Après toutes ces cérémonies sans but, sans goût & sans noblesse, la Haine se met à conjurer l’Amour dans les formes, de sortir du cœur d’Armide, & de lui céder la place, précisément comme nos prêtres n’a guere avoient la coutume d’exorciser le diable. Voilà le tableau de Quinault. Nous ne dirons point qu’il n’y a qu’un homme de génie qui puisse réussir dans le premier, & qu’un homme ordinaire peut se tirer du second avec succès ; mais nous nous en rapporterons à la bonne foi de ceux qui ont vu la représentation des deux piéces. Qu’ils nous disent si cette Haine avec sa perruque de viperes, avec son autre paquet de serpens en sa main droite, avec ses gants & ses bas rouges à coins étincelans de paillettes d’argent, les a jamais fait frémir de terreur ou de pitié pour Armide, & si Phedre mourante d’amour & de honte, seule dans les bras de sa vieille nourrice, ne déchirent pas tous les cœurs ? Le destin dont la main invisible regle le sort des mortels irrévocablement, ce destin qu’aucun grand poëte n’a osé tirer des ténebres dont il s’est enveloppé ; n’est-il pas bien autrement effrayant & terrible que ce destin à barbe blanche que le poëte de l’Opéra françois nous montre si indiscrettement, & qui nous avertit en plein-chant que toutes les puissances du ciel & de la terre lui sont soumises ?

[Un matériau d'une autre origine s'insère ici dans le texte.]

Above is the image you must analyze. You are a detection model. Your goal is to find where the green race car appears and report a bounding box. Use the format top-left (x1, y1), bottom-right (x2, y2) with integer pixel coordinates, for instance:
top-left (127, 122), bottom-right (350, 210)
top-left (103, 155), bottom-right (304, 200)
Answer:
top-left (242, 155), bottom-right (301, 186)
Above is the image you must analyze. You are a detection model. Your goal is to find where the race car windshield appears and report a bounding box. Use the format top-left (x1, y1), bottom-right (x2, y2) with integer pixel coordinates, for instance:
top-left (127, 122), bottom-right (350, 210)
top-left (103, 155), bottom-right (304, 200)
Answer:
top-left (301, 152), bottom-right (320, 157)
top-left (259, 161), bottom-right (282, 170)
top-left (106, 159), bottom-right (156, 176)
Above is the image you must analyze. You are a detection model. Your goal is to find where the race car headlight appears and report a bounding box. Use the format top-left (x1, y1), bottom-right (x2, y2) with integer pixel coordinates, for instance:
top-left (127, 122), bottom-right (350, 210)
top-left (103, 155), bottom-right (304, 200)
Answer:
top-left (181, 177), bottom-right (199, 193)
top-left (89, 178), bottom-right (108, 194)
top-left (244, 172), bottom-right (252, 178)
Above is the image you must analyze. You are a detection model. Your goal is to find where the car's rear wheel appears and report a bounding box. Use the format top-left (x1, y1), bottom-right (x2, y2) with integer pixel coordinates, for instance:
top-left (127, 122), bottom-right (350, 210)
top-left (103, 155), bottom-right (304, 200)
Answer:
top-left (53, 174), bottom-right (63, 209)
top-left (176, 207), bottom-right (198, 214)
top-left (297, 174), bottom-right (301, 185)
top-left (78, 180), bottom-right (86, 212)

Le merveilleux visible ainsi représenté, n’auroit-il pas banni tout intérêt de la scene lyrique ? Un Dieu peut étonner, il peut paroître grand & redoutable ; mais peut-il intéresser ? Comment s’y prendra-t-il pour me toucher ? Son caractere de divinité ne rompt-il pas toute espece de liaison & de rapport entre lui & moi ? Que me font ses passions, ses plaintes, sa joie, son bonheur, ses malheurs ? Supposé que sa colere ou sa bienveillance influe sur le sort d’un héros, d’une illustre héroïne du drame, lesquels ayant les mêmes affections, les mêmes foiblesses, la même nature que moi, ont droit de m’intéresser à leur sort, quelle part pourrois-je prendre à une action où rien ne se passe en conséquence de la nature & de la nécessité des choses, où la situation la plus déplorable peut devenir en un clin d’œil, par un coup de baguette, par un changement de volonté soudain & imprévu, la situation la plus heureuse, & par un autre caprice redevenir funeste ? Ne seroit ce pas-là des jeux propres, tout au plus, à émouvoir des enfans ?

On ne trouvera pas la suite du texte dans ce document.